New York pizza is my favorite style of pizza. Sure, I love me a neo-Neapolitan, sit-down-with-a-fork-and-knife on occasion, and grilled pizzas are fantastic in the summer. Even chewy, Roman-style pizza bianca has its place. But the pizza I find myself most often craving is of the simple, by-the-slice, medium-thin, crusty and lightly chewy style.
Luckily for us, it's also the variety that seems most easily adaptable to the home kitchen. Unlike, say Neapolitan pies which require wood-burning, 1000°F ovens (or at the very least a reasonable workaround), the modern* New York pie is baked in gas ovens that don't often go north of 500 to 550°F or so—a temperature range not out of the pale of even the most bog-standard home oven fitted with a pizza stone.
So what is it that makes a New York pizza unique?
First of all, it's the sauce. It's an emphatically tomato-ey sauce with a balanced sweetness and acidity and the barest hint of herbs and alliums. I tackled this sauce in a previous Pizza Lab post (the secret is a mix of butter and olive oil, using whole tomatoes, dried oregano, a couple of halved onions that get removed, and a slow simmer on the stovetop). No problem.
Next, it's the cheese. Unlike a Neapolitan, which uses fresh mozzarella, New York-style pizza uses grated, dry mozzarella—the kind you can get sliced on a meatball sub or wrapped in cryovac blocks near the milk.

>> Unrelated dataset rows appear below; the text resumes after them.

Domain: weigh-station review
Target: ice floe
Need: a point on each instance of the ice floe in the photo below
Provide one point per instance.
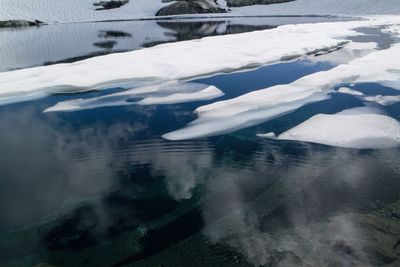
(354, 128)
(168, 93)
(265, 104)
(384, 100)
(346, 90)
(184, 60)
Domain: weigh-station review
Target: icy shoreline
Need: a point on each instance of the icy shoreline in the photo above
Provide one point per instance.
(84, 11)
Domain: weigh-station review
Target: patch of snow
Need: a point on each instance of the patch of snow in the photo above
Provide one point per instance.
(384, 100)
(51, 11)
(160, 94)
(346, 90)
(183, 60)
(346, 129)
(324, 7)
(265, 104)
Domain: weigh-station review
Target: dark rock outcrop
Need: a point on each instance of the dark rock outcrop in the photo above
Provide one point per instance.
(19, 23)
(239, 3)
(104, 5)
(190, 7)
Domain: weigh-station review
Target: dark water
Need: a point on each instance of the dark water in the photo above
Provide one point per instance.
(64, 43)
(100, 187)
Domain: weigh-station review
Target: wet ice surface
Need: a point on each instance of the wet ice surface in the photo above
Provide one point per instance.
(98, 186)
(65, 43)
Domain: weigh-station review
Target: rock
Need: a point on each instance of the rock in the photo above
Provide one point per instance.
(19, 23)
(104, 5)
(239, 3)
(190, 7)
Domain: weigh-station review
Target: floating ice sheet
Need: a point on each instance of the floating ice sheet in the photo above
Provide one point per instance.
(184, 60)
(262, 105)
(354, 128)
(169, 93)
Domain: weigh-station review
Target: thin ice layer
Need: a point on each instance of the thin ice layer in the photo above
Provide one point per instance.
(361, 130)
(182, 60)
(262, 105)
(159, 94)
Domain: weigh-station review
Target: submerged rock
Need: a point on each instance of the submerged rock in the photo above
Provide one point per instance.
(19, 23)
(104, 5)
(190, 7)
(239, 3)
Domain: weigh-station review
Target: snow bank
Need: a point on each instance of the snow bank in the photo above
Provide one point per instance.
(262, 105)
(384, 100)
(358, 129)
(324, 7)
(169, 93)
(348, 91)
(52, 11)
(182, 60)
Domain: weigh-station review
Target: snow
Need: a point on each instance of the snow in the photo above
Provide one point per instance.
(384, 100)
(52, 43)
(160, 94)
(360, 130)
(324, 7)
(52, 11)
(183, 60)
(265, 104)
(345, 90)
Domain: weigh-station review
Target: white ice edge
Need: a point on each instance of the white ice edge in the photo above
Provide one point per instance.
(183, 60)
(159, 94)
(361, 129)
(262, 105)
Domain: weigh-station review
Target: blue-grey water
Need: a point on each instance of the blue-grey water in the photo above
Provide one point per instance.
(100, 187)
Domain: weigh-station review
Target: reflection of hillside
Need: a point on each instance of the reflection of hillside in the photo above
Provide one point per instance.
(194, 30)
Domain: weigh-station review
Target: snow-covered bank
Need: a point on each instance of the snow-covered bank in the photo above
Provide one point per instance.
(324, 7)
(183, 60)
(52, 11)
(355, 128)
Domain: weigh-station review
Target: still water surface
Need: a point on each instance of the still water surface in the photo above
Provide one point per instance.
(100, 187)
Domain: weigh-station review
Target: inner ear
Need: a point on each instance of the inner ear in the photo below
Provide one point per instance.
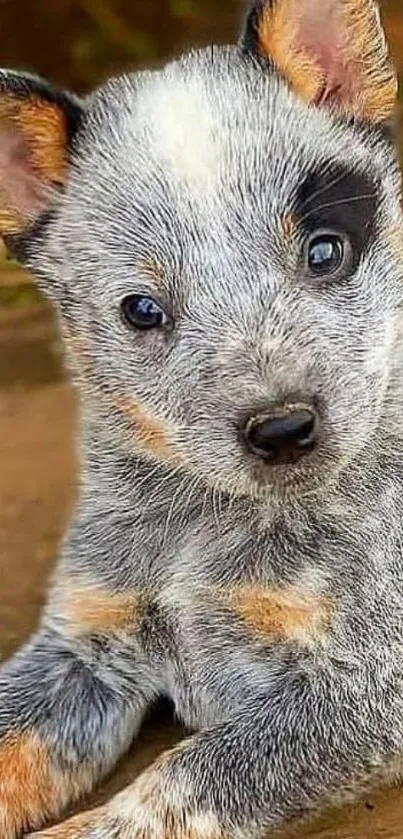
(331, 52)
(37, 127)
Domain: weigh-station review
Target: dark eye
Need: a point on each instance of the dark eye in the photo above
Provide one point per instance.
(143, 312)
(329, 255)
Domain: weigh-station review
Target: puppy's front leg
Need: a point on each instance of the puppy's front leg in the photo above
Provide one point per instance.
(278, 760)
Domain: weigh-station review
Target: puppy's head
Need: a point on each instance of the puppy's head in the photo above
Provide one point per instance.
(222, 240)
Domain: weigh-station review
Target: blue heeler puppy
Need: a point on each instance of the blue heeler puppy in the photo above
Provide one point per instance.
(222, 243)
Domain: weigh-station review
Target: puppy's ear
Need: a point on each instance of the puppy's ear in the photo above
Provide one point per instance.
(332, 53)
(37, 129)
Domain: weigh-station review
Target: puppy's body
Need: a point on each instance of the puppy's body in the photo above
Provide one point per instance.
(256, 584)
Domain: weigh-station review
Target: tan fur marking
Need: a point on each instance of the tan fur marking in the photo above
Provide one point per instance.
(159, 807)
(150, 432)
(35, 129)
(370, 82)
(89, 611)
(31, 790)
(289, 224)
(283, 614)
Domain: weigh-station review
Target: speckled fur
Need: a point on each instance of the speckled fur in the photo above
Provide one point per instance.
(178, 186)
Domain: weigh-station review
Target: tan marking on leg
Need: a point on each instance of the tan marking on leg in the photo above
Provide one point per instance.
(150, 432)
(283, 614)
(32, 791)
(162, 806)
(88, 611)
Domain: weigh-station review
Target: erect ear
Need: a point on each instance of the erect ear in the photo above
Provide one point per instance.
(332, 53)
(37, 129)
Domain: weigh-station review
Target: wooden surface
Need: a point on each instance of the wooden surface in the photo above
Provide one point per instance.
(36, 490)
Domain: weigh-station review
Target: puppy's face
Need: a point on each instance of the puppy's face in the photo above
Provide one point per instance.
(225, 250)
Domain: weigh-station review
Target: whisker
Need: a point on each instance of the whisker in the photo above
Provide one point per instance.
(341, 201)
(329, 185)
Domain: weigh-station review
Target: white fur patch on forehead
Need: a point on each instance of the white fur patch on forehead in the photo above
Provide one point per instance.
(182, 124)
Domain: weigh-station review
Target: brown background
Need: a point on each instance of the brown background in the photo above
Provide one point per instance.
(76, 43)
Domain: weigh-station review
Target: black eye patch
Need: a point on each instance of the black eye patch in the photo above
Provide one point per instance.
(337, 198)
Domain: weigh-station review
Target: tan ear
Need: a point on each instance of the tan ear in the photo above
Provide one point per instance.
(332, 53)
(36, 128)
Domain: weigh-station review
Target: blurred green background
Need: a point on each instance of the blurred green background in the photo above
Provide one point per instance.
(78, 43)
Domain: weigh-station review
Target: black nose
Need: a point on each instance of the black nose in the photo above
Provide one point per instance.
(284, 433)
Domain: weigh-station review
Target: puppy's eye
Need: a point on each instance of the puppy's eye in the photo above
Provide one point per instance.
(329, 255)
(143, 312)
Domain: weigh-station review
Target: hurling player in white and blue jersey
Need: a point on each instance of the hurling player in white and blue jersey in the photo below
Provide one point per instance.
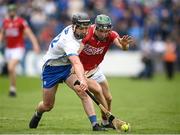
(61, 56)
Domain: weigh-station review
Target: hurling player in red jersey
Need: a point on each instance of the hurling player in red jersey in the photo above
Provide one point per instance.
(13, 30)
(97, 43)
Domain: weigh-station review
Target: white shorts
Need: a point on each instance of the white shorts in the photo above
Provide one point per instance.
(14, 53)
(98, 76)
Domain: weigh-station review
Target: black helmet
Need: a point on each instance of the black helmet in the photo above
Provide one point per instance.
(81, 19)
(103, 22)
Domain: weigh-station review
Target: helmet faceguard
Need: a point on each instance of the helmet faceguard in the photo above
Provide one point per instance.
(103, 22)
(80, 20)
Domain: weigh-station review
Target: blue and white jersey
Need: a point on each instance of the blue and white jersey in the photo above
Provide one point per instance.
(62, 46)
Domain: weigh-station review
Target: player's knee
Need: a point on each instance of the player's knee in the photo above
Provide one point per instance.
(97, 90)
(109, 99)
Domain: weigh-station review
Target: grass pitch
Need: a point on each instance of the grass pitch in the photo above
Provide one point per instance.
(150, 106)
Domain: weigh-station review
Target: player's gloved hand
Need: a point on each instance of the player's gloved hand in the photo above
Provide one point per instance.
(125, 41)
(83, 85)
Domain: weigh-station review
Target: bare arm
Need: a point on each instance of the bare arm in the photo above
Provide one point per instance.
(79, 71)
(1, 35)
(33, 39)
(123, 42)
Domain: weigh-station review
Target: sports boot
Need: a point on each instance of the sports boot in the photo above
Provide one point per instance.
(34, 121)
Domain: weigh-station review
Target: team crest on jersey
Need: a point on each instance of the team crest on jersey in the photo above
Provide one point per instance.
(90, 50)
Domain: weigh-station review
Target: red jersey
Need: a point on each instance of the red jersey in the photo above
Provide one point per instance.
(14, 29)
(95, 50)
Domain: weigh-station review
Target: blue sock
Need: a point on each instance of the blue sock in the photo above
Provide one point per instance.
(93, 119)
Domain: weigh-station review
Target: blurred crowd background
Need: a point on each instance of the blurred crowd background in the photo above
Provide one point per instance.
(152, 23)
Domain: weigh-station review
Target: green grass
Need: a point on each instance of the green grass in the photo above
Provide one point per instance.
(151, 107)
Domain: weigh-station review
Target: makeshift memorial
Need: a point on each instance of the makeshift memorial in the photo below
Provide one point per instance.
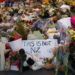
(22, 29)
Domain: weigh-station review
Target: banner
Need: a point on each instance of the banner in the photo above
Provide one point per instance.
(40, 48)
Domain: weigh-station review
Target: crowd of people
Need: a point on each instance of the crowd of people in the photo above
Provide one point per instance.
(34, 21)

It's applied sparingly so that it melts into a loose matrix that mingles with the sauce underneath, browning ever so slightly in the heat of the oven. The top of a New York-style pie should look mottled with red, white, and brown, definitely not a solid expanse of white melted cheese. With a couple pies under your belt, you'll quickly discover two things about the cheese: it must be full-fat mozzarella (the part skim or low-fat stuff just doesn't stretch right), and you must grate it yourself. No matter how much you are tempted, do not buy pre-shredded cheese. Shredded cheese is coated with a dusting of potato or cornstarch intended to keep it from clumping. What it ends up doing is preventing it from melting properly. Your cheese will not acquire the requisite goo-factor. I've found that the best way to get good cheese for pizza at the supermarket is to go to the deli counter and ask them to cut you a pound or so straight off the slicing block in one chunk. Grated on the large holes of a box grater, it's perfect for the job.
Here's a problem I used to have: the cheese would overbrown and burn before the crust was done cooking. This happen to anyone else? I don't know if it's because professional pizza ovens have different convection patterns or some other sort of thermodynamic oddities going on, but the only solution I've found is to grate the cheese onto a plate, then pop it in the freezer for 15 minutes before applying it. This slows down its cooking just enough so that the crust can catch up before the cheese starts to burn.
The final factor that makes a great New York pizza—and this is the real key—is the crust. This is what separates the men from the boys. The New York slices from the Sbarros. The true Ray's from the hordes of imitators.**
Let's take a closer look, shall we?
Thicker than a Neapolitan crust but thinner than a pan pizza, a New York crust starts with a crisp, well-browned bottom layer about 2 millimeters thick. It must be sturdy enough that a single slice slightly bent lengthwise down the center will cantilever out straight under its own support, not requiring the eater to prop the tip with a second hand. There's nothing worse than walking out on the street with a slice, having the tip sag down, and the cheese slip off into a greasy puddle on the sidewalk. Even thinking about it makes my eyes well up.
The crust has to be sturdy enough, but—and this is important—just sturdy enough. Crunchy, tough, or cracker-like are not adjectives that can ever accurately describe a great New York pizza. The slice must crackle and give gently as you fold it, never crack or split.